From outlays to outcomes: building a culture of evaluation
November 24, 2010
Speaker: Dr. Anand Gupta
Has the Government of India's Outcome Budget initiative been successful? What are the lessons learned for the newly established Independent Evaluation Office? Speaking at Delhi seminar series, the Director of the Economic Management Institute Dr. Anand Gupta stated that the Outcome Budget failed in achieving its objective.
The Outcome Budget was launched by the Government of India in 2005 to change the culture of measuring performance in terms of the amount of money spent against budgeted allocations to a new culture of measuring their performance in terms of outcomes delivered to the people. For Dr Gupta, the Government of India did not create the requisite incentives for the various ministries to prepare the Outcome Budget, and assumed that the Ministries had the requisite knowledge and skills to define outcomes and generate credible data.
“This failure could offer important lessons for the proposed Independent Evaluation Office being set up by the Government of India. But given the current Indian public sector’s culture of no incentives and no demand for evaluations, will the Independent Evaluation Office make any visible difference in development effectiveness?,” he asked.

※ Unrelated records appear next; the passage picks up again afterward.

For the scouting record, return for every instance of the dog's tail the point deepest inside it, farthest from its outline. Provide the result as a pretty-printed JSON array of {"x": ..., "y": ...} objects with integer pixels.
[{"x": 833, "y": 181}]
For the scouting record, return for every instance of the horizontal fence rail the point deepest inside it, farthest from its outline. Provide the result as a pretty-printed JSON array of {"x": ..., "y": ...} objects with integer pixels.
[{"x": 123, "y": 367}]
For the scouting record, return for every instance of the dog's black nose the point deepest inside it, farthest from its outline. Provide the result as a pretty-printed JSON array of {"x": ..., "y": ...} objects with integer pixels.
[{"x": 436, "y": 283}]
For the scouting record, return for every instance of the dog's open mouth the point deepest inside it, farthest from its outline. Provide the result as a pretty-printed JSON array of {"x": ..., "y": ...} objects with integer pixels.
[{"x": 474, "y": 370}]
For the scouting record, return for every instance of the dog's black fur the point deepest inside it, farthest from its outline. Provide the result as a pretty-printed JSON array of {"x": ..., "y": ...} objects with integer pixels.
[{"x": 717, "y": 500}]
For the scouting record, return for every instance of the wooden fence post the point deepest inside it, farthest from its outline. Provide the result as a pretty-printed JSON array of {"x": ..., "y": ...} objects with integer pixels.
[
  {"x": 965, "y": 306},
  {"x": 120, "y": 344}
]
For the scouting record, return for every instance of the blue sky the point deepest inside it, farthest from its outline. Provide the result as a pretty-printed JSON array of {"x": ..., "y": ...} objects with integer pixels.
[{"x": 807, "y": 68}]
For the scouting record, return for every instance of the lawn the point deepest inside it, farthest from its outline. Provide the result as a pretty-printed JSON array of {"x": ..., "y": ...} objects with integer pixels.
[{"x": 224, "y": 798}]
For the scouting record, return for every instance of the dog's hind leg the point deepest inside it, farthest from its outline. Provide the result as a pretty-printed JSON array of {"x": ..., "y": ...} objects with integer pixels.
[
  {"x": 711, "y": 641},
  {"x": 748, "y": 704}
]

Responding to Dr. Gupta's presentation, Dr Santosh Mehrotra, Director General of the Institute of Applied Manpower Research at the Planning Commission, emphasized that while there may not be an active demand for evaluations in India, there was a demand for government accountability from the media, Right to Information Activists and NGOs.
“The Outcome Budget is just one instrument for performance which
on its own might not achieve anything. We need to build an architecture for
monitoring and evaluation within the Government of India which would include
improving Management Information Systems and improving the quality of
evaluations by implementing protocols and guidelines,” he said.
In the discussion that followed, issues concerning the coordination of programme evaluation between central, state, and district level and between integrated interventions were raised. Mexico was cited as an example of a country that has cultivated a robust evaluation culture by having champions, strong incentives and training programmes to meet its objectives.